Peter goes on to make the point "that a city like Wollongong or Sydney is not simply a
one-dimensional geographical entity. It is a multi-layered
conglomerate; the old parish system is never going to penetrate all its
recesses. We are going to need whole sets of different churches and
fellowships which follow the relational and professional and recreational
lines of the city and lodge within them." Of course, this is true, but it has always been true. The English church has only ever suited a particular group in Australia with an anglo/celtic culture and with the increasing diversification of our society, those attracted to an English liturgical tradition will inevitably decrease. Yet, for clergy who happily accept the agenda of traditional Evangelical ministry, attendance numbers are neither here nor there. The smaller the congregation, the more time there is for evangelism. Given that some 38% of the population identify themselves as Anglican, will we ever run out of evangelistic contacts?
Bishop Reg Piper states that "culture, customs, use of resources, deployment of ministry must be serving the Mission's advance." True, but the mission is to proclaim the gospel not play number games. For years Synod failed to fund gospel initiatives such as TV and Video evangelism. Recently we even questioned the funding of small "unviable" congregations as if a gospel ministry is somehow limited by congregation numbers. The truth is that the Anglican church, as received, is far more likely to enhance evangelistic opportunities, than some generic multiplication of pop youth fellowships.
The drive toward generic worship services and now the multiplication of fellowships, is primarily numbers driven; it's all about "growth" rather than evangelism. The problem with growth is that it is easily achieved despite the gospel. It is very easy to work up middle-class youth fellowship graduates by the application of group dynamics, people management and marketing. There is also a fearful capacity to tie dependent people into small groups that are led by highly trained and motivated leaders of a pietist bent. We are foolish to forget how Anglican form has given Evangelicals the freedom to gather and build a healthy people of God.
The traditional Evangelical approach of sitting easily with Anglican ritual and order while taking every opportunity to evangelize the local community and nurture those who respond, still better fits the Lord's command of "making disciples" than embarking on a dubious program of "multiplication of fellowships" for the numerical growth of Christians (believers?).
Finally, there is the issue of loyalty. Loyalty to the gospel does not give us the right to be disloyal to the Anglican church received. For over 200 years Evangelicals have remained loyal to the gospel and to the Anglican church. The proposed agenda furthers the abandonment of Anglican ritual and order by Sydney Evangelicals, all in the name of growth
Archbishop Peter Jensen states in his 2001 Presidential Address that he does not believe he was "brought to the position of Archbishop in order to acquiesce silently to the passing away of Anglican Christianity" in Sydney.

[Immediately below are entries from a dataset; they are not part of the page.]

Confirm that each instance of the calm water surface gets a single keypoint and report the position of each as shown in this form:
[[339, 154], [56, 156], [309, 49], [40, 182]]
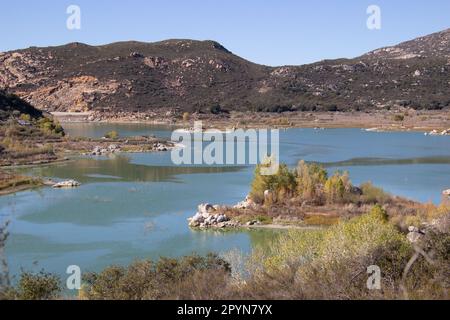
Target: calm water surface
[[135, 206]]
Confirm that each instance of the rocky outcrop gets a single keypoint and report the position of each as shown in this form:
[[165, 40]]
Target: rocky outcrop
[[248, 203]]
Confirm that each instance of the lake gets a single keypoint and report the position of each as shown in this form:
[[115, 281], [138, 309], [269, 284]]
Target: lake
[[135, 206]]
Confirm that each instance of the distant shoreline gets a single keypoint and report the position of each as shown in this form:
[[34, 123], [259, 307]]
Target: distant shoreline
[[390, 121]]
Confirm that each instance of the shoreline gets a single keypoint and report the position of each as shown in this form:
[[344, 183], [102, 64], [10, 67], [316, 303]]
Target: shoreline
[[423, 121]]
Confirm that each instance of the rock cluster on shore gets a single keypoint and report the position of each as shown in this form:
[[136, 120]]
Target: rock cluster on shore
[[100, 151], [209, 216], [67, 184]]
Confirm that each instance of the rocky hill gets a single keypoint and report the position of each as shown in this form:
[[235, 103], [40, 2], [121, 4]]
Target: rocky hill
[[12, 106], [188, 75]]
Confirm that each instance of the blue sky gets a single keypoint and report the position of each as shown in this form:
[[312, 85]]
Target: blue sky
[[267, 32]]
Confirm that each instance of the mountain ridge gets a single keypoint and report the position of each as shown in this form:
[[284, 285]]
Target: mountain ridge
[[194, 76]]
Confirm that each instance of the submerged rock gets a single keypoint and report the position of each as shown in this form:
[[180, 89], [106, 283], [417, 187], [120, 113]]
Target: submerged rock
[[209, 217]]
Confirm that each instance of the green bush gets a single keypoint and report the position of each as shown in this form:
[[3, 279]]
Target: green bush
[[165, 279], [282, 184], [310, 180]]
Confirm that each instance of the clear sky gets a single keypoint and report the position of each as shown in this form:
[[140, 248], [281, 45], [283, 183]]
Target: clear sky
[[264, 31]]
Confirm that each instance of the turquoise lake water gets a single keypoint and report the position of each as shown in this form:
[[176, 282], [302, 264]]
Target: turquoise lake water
[[135, 206]]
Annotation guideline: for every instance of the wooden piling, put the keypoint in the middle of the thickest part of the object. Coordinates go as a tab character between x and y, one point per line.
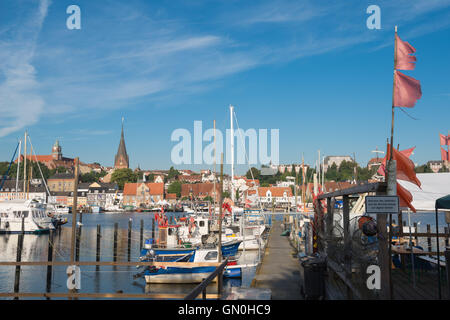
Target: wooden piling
116	226
416	238
153	229
446	238
347	244
141	235
129	238
19	258
97	254
77	244
49	259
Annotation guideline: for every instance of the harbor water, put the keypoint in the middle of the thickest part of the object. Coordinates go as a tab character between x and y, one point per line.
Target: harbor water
102	279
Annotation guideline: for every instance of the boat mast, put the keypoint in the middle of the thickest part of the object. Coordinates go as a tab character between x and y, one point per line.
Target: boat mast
31	171
232	152
25	165
214	173
18	169
303	182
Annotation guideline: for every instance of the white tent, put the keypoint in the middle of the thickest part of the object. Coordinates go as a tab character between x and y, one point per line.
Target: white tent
434	186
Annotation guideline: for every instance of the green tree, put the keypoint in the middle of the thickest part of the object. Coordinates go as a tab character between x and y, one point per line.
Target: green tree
121	176
175	187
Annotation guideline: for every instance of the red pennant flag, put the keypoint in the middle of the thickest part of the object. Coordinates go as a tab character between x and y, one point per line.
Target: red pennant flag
406	90
445	140
406	153
404	60
444	155
405	197
405	167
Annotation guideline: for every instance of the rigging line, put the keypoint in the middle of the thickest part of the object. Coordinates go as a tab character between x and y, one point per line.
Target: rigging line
39	166
246	157
408	114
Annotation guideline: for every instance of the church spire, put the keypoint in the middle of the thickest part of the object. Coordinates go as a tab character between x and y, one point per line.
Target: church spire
121	160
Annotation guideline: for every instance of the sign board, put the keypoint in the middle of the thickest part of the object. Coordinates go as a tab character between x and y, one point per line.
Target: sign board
382	204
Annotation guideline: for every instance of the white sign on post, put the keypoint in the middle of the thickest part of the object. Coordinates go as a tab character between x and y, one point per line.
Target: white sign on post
382	204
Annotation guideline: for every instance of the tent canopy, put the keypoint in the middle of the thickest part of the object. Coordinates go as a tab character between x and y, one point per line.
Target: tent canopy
443	203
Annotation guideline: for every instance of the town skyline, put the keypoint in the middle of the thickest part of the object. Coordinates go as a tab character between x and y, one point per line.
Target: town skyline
275	72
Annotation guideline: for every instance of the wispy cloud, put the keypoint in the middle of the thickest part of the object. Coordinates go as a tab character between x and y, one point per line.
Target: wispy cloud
136	53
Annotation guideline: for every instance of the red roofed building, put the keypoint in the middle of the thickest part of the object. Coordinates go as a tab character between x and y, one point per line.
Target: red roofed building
374	162
200	190
190	179
142	194
279	195
171	198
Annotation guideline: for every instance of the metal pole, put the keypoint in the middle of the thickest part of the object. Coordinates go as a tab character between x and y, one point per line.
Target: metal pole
412	248
438	257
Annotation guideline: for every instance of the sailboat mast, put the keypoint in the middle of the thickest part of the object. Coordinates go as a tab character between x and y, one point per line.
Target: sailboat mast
18	169
303	182
232	152
214	173
25	165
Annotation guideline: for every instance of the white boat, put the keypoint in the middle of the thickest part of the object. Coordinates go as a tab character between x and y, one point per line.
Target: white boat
60	209
32	213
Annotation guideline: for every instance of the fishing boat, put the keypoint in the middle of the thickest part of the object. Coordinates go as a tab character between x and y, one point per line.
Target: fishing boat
184	273
31	212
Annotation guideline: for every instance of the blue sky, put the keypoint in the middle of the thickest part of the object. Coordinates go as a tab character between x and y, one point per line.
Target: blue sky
311	69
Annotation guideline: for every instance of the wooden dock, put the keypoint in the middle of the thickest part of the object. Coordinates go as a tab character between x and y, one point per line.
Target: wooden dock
279	270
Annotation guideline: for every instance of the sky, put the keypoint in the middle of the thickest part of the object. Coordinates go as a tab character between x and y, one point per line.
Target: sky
311	69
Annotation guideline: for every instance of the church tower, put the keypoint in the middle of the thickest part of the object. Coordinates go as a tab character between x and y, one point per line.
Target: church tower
121	160
56	151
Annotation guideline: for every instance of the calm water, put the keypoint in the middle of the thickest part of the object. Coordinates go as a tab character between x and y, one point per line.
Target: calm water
108	279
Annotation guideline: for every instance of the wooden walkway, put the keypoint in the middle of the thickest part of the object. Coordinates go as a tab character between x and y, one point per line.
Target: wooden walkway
279	270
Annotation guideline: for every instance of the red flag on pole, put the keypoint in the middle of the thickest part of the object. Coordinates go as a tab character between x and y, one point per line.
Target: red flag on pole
445	140
405	167
404	60
406	153
407	90
405	197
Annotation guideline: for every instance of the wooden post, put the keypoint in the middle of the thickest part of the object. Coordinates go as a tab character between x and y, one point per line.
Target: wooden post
329	223
129	238
447	266
19	258
141	235
74	209
77	246
446	238
416	238
97	254
49	259
116	226
347	244
153	229
429	237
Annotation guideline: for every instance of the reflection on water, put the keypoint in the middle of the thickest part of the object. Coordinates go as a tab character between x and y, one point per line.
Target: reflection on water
107	279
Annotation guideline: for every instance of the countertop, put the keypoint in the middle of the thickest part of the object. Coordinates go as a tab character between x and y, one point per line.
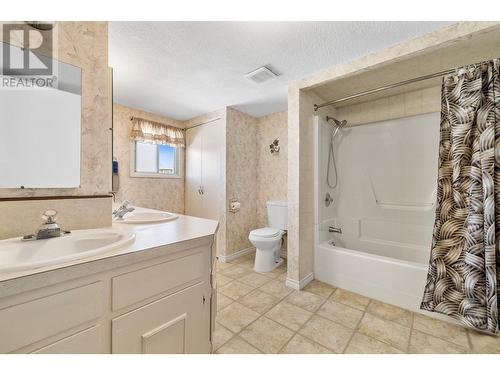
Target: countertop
149	236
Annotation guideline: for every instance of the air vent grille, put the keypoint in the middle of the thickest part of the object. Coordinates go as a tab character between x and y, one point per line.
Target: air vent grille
261	75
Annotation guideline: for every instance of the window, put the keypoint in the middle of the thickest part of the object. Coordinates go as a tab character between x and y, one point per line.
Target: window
152	160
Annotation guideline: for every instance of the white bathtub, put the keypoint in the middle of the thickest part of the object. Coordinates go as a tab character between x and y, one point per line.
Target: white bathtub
383	203
396	281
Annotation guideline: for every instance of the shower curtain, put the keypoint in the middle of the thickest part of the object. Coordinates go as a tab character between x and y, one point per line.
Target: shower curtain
464	269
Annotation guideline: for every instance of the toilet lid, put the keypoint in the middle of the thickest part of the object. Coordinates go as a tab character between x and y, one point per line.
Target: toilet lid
266	232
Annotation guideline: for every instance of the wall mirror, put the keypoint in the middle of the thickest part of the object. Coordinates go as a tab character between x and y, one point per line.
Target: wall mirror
40	127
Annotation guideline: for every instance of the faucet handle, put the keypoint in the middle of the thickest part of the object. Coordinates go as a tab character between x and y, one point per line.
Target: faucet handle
50	216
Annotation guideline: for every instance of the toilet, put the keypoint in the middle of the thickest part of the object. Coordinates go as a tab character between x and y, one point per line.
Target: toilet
267	241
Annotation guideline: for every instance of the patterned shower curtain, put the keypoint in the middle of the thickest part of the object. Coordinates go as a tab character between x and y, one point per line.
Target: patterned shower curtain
464	272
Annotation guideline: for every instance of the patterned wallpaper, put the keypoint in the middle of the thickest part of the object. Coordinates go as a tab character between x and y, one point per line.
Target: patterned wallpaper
272	169
253	175
166	194
241	178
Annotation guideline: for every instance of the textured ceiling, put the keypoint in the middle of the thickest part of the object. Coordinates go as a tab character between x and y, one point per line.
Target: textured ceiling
184	69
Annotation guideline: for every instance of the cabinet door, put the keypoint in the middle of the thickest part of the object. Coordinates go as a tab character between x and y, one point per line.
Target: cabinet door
211	168
193	199
87	341
179	323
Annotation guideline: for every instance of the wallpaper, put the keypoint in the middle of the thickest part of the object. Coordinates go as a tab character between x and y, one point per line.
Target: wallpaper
166	194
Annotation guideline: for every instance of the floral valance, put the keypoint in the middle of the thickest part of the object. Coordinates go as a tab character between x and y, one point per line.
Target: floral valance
157	133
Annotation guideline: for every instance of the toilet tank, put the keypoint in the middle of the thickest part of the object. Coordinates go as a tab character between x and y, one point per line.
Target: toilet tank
277	214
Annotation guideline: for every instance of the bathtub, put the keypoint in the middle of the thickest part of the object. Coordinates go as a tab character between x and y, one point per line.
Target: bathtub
383	202
373	274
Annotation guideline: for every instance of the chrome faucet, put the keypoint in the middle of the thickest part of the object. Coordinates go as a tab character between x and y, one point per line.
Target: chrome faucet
122	210
49	229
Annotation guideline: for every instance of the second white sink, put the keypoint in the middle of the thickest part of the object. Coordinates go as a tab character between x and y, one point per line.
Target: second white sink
144	217
18	255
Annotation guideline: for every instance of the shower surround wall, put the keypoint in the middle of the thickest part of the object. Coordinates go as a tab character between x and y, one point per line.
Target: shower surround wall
460	44
272	169
83	44
166	194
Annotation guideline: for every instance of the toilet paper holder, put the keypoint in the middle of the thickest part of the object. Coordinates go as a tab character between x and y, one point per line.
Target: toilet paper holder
234	205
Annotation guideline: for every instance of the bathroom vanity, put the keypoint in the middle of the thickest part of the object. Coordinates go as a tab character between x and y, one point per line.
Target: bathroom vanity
152	295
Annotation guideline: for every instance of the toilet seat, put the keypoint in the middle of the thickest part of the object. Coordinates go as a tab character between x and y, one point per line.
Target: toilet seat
266	232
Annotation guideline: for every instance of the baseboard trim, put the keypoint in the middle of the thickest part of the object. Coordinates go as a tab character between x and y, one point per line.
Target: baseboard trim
299	285
240	253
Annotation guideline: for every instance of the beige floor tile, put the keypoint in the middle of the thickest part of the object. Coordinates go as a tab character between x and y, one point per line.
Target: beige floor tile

Radical ministry initiatives are demanded because "Sydney cannot be reached merely by the parochial system; the threefold ministry on its own is not enough; the world has utterly changed." So, Peter has called on the diocese "to multiply Christian fellowships, not to be content with a parish-based Anglicanism alone, but to insist on a spiritually based Anglicanism in which the reality of the church is more important than its outward shape."
The mission is a bold vision, one Peter calls "a prophetic application of God's word to our present situation." It is certainly a brave attempt to engage with post-modern society, an engagement with one intent, to "make disciples." Yet, it fails to come to grips with the real problem facing Evangelical Anglicanism, namely, our failure to understand the sociological reasons behind the decline of institutional Christianity and our attempts to address that decline by a reliance on "the holy huddle" and church-growth technology.
Although some of us do question elements of the Archbishop's agenda, "all remains well between us."